Memoirs of a Fox-Hunting Man/the Pathway

by Siegfried Sassoon. New York: CowardMeCann Co. 1929. 12mo. viii-376 pp. $2.50.
by Henry Williamson.. New York: E. P. Dutton & Co. 1929. 12mo. x+397 pp. $2.50.
Two English novels by writers who draw their inspiration peculiarly from the English countryside and from the experiences of the war invite consideration together.
Memoirs of a Fox-Hunting Man is the first novel by Mr. Sassoon, who was made known to us by his war poems and the deeply impressive readings in which he delivered them in America the year following the war. His prose shows that he has freed himself from the intense revulsion that possessed him directly after the Armistice; it is evidence of a more cool, dispassionate contemplation than is to be seen in his Satirical Poems of 1926.
It is a peculiarly English story that, he gives us, dealing as it does with fox-hunting, county cricket, steeplechasing, and London tailors — those adjuncts to living, peculiarly delightful to the English, which are here made to appear — not in irony as if they were the very essence of life itself. The subject of the Memoirs is ‘an active young man who asks nothing more of life than £1200 a, year and four days a week with the Packlestone [hounds],’ who spends ten years preparing himself for such an ideal existence, and who is then caught up by the war, the horrors of which he occasionally escapes by commandeering an old black mare and riding out on imaginary hunts a few miles behind the lines. And the war, though it opens no future, does afford him a perspective down which he can gaze at his past.
It is a bachelor book (a maiden aunt is the only feminine presence), a book of few memorable characters, a book whose scant humor and great reserve often result in calm monotony, a book which in its own borders may conceivably be appreciated for more than its face value. — appreciated, that is, for its sincere and faithful detail. — but which otherwheres may be regarded as a picture of a self-contained Englishman whose devotion to horses and pursuit of the fox seem curiously out of focus in a trying world.

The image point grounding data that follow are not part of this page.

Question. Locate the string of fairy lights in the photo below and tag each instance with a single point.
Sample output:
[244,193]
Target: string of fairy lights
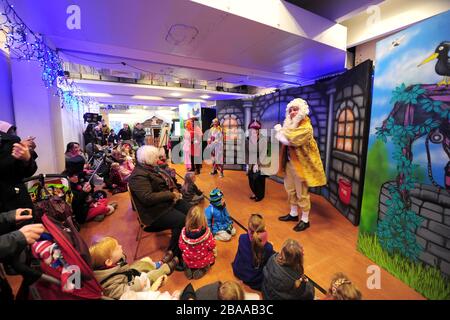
[24,44]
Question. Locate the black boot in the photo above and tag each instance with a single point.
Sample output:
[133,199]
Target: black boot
[288,217]
[301,226]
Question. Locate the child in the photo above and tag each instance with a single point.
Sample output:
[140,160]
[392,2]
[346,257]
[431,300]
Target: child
[341,288]
[190,191]
[219,220]
[84,206]
[197,245]
[117,277]
[228,290]
[117,183]
[253,253]
[284,277]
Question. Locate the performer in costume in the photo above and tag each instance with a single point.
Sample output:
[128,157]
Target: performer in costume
[192,137]
[216,142]
[256,154]
[299,161]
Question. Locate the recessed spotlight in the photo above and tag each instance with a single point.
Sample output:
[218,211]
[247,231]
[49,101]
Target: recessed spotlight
[192,100]
[147,98]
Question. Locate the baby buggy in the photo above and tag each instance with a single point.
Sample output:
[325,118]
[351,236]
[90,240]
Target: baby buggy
[64,272]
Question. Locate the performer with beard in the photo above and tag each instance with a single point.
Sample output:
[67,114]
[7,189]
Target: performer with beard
[299,161]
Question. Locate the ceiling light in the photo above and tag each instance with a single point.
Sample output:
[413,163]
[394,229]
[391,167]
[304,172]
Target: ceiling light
[147,98]
[93,94]
[192,100]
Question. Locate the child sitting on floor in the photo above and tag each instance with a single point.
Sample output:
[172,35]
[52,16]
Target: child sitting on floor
[219,220]
[117,183]
[85,206]
[284,277]
[253,253]
[117,277]
[197,245]
[191,193]
[341,288]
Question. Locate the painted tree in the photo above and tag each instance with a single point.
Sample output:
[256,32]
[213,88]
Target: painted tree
[414,115]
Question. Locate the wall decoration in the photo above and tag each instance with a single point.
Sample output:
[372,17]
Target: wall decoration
[405,222]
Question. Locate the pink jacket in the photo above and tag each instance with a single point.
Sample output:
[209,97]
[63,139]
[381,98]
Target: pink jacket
[197,253]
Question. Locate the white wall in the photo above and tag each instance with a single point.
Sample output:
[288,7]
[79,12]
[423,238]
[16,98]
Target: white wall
[6,102]
[73,124]
[390,16]
[37,113]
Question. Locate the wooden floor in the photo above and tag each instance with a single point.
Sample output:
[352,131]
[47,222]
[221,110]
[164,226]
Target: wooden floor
[329,244]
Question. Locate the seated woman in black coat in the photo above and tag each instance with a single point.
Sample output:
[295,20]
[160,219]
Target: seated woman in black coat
[156,197]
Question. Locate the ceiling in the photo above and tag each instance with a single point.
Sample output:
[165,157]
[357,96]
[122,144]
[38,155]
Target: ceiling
[335,10]
[187,41]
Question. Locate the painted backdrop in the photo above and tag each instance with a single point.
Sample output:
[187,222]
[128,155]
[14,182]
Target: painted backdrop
[405,218]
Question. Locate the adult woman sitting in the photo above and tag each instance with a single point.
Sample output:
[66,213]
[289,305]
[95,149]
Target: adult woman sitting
[156,198]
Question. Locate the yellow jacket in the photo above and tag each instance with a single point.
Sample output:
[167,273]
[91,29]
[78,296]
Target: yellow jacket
[304,154]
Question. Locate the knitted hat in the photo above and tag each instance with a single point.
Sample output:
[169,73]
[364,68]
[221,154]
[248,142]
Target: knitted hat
[5,126]
[255,124]
[43,250]
[215,197]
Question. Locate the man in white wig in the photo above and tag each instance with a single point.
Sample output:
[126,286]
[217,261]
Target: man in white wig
[300,161]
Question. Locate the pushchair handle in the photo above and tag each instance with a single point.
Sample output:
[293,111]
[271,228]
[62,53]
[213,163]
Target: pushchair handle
[29,274]
[41,177]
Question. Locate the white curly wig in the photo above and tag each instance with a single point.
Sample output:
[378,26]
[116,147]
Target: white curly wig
[148,155]
[303,111]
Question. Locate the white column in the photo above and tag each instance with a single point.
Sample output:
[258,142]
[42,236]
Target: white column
[330,130]
[248,113]
[6,102]
[38,113]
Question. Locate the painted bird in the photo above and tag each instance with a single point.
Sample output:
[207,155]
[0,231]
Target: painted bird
[443,65]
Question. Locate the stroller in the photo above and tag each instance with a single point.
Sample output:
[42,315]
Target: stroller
[47,282]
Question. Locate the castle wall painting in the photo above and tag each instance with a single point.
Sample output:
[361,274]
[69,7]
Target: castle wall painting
[405,217]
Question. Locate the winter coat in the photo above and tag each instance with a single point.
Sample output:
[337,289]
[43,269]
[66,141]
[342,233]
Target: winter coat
[13,193]
[218,218]
[139,134]
[12,241]
[197,248]
[113,138]
[243,267]
[192,191]
[279,283]
[208,292]
[118,279]
[259,160]
[115,178]
[151,194]
[303,153]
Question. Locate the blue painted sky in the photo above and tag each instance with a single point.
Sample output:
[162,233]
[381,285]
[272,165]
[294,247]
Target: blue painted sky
[395,65]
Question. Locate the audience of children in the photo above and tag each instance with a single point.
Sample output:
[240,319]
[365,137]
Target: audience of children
[191,193]
[115,179]
[284,277]
[228,290]
[341,288]
[197,245]
[117,277]
[253,253]
[219,220]
[85,207]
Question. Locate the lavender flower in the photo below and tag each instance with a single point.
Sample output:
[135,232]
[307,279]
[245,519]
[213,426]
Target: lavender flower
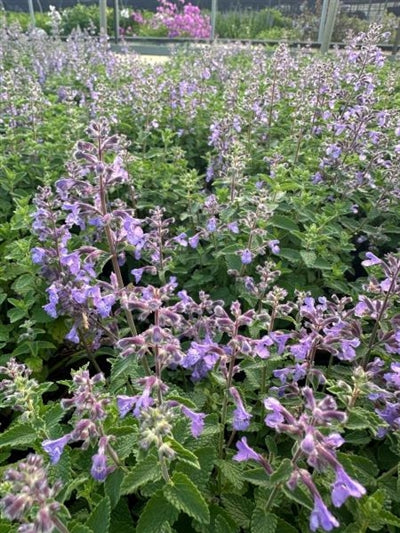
[344,487]
[246,257]
[241,418]
[321,517]
[197,421]
[55,447]
[246,453]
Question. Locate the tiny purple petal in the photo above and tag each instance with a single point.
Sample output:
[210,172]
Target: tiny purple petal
[56,447]
[197,420]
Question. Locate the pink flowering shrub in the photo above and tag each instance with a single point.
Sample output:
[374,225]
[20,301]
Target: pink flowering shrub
[187,22]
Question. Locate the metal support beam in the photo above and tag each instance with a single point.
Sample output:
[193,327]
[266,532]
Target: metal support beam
[116,21]
[330,24]
[322,22]
[214,9]
[103,15]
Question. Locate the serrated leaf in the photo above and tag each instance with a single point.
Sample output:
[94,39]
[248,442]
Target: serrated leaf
[157,512]
[221,525]
[285,527]
[389,518]
[283,222]
[186,497]
[80,528]
[185,455]
[126,440]
[362,468]
[232,472]
[257,476]
[291,255]
[300,496]
[362,419]
[282,473]
[206,457]
[309,257]
[121,518]
[112,486]
[144,472]
[239,509]
[53,415]
[17,436]
[99,519]
[263,522]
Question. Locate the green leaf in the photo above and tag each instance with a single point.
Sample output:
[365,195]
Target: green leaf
[186,497]
[184,455]
[206,458]
[23,284]
[80,528]
[17,436]
[283,222]
[300,496]
[99,519]
[16,314]
[112,487]
[285,527]
[239,508]
[53,415]
[121,518]
[360,418]
[232,472]
[389,518]
[144,472]
[282,473]
[263,521]
[309,257]
[157,512]
[360,467]
[257,476]
[221,525]
[291,255]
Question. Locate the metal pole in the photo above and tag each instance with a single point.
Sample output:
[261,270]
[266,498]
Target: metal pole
[330,24]
[116,21]
[31,12]
[396,41]
[213,18]
[103,16]
[322,21]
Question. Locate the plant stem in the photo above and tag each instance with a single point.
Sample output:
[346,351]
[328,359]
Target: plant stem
[59,525]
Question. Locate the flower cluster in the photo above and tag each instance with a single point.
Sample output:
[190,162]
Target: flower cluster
[30,498]
[317,448]
[89,404]
[189,22]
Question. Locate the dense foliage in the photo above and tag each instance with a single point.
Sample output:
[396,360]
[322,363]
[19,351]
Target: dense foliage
[199,289]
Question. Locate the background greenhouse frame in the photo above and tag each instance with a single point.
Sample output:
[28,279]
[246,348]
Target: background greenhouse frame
[371,10]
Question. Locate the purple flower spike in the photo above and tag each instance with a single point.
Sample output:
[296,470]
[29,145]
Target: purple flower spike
[197,420]
[344,487]
[321,517]
[55,447]
[274,246]
[371,260]
[137,273]
[241,418]
[246,257]
[261,347]
[245,453]
[275,418]
[99,470]
[125,404]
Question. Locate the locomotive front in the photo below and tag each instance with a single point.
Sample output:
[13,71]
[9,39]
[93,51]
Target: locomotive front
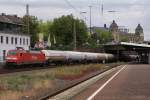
[12,57]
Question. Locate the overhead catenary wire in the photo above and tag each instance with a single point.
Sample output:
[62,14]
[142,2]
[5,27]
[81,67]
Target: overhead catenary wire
[73,7]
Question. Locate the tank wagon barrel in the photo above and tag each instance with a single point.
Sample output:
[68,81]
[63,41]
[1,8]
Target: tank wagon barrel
[73,56]
[21,57]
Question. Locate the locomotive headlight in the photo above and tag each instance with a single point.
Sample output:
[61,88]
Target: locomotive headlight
[11,58]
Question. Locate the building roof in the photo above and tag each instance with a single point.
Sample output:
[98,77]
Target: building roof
[113,25]
[135,44]
[12,19]
[139,27]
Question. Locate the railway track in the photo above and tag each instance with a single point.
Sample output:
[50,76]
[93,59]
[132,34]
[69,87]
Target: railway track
[7,70]
[13,69]
[47,97]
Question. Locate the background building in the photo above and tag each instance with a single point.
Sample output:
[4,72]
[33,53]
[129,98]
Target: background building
[11,35]
[123,35]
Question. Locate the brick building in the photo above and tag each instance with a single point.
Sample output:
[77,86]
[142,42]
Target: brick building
[11,35]
[137,37]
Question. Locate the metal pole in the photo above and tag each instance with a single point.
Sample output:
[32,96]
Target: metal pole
[74,35]
[90,19]
[27,15]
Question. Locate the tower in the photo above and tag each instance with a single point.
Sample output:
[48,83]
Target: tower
[114,29]
[139,34]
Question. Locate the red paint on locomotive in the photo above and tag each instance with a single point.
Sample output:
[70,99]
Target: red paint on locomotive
[19,57]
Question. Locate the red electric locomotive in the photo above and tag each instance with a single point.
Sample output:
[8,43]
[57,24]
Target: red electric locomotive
[21,57]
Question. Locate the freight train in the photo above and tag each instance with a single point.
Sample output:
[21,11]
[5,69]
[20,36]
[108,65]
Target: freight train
[23,57]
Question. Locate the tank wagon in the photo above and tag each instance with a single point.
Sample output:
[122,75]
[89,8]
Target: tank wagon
[75,57]
[21,57]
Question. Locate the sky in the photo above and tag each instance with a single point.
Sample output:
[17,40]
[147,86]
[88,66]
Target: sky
[128,13]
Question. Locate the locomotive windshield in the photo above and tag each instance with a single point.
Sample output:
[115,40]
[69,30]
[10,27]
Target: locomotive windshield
[12,53]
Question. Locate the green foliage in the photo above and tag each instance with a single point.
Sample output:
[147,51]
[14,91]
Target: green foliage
[104,36]
[45,28]
[62,28]
[33,28]
[124,39]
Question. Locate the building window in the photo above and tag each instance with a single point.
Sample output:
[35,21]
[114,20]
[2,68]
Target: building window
[27,41]
[20,41]
[15,40]
[12,40]
[23,41]
[1,39]
[7,40]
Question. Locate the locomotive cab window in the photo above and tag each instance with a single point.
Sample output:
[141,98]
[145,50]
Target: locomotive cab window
[12,53]
[20,54]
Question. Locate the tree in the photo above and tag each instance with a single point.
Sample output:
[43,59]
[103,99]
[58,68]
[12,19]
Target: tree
[62,28]
[33,28]
[104,36]
[45,28]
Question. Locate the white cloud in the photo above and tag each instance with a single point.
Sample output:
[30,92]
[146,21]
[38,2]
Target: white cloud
[129,12]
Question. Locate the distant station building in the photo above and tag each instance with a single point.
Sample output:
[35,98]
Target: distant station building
[123,35]
[11,36]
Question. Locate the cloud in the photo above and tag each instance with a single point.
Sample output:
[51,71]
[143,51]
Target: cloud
[129,12]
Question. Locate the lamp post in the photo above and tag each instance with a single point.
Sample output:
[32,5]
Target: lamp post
[83,12]
[90,19]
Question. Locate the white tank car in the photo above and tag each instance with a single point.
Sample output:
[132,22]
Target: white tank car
[75,56]
[54,55]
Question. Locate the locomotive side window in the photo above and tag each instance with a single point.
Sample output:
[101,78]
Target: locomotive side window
[12,53]
[20,54]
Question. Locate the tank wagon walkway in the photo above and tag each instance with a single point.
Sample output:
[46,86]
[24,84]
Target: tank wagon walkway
[131,82]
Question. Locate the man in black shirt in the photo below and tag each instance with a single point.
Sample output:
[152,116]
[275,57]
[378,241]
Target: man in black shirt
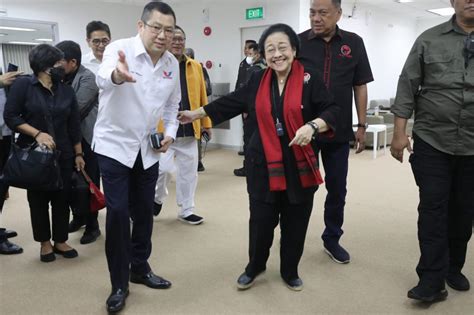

If Henry Williamson has come slowly into our focus it is our fault, and American readers will be the poorer if they do not make amends. Mr. Galsworthy remarked his genius three years ago. In 1928 Williamson’s novel, Tarku the Otter, His Joyful Waterlife and Death in the Country of the Two Rivers, was awarded the Hawthornden Prize, and this year The Pathway, a novel on which he has been engaged for four years, seems destined to receive the hearing that has long been owing him.
The Pathway is laid in Devon, the country where, since tlie Armistice, Williamson has dwelt in a hermit’s stronghold — a single-room cottage on the edge of the moors. That at least was where his mail was delivered; according to rumor, he passed both days and nights on the, I Devon coast and moorlands in intimacy with the oldest of English inhabitants. His knowledge of birds and beasts, of trees and stars and flowers, might have been inherited from W. H. Hudson: not only is it sensitive and acute, but—as The Pathway bears ample evidence,— it can be fluently expressed.
The story has to do with a modern Shelley and his influence upon each member of a large country family. The Shelley — his name is Maddison and he can be suspected of having much in common with the author — is ‘a creature of light,’ a mystic, erratic and profound in his approach to the business of life. And, like Shelley, his contradiction of the established order brings suffering to himself and those who love him, though the memory of his freedom and eloquence may endure. It is the tragic story of the prophet without honor in his own country.
Such faults as there are — a tendency to overwrite his descriptions, a carelessness in defining the character relations, a little too much insistence on idealizing, — these are far more than counterbalanced by the fine modeling of the individuals, the breadth and tenderness of his creature-lore, and by the beauty of a vocabulary derived, like the huntsman’s, from the earth, but so much more varied and sensitive.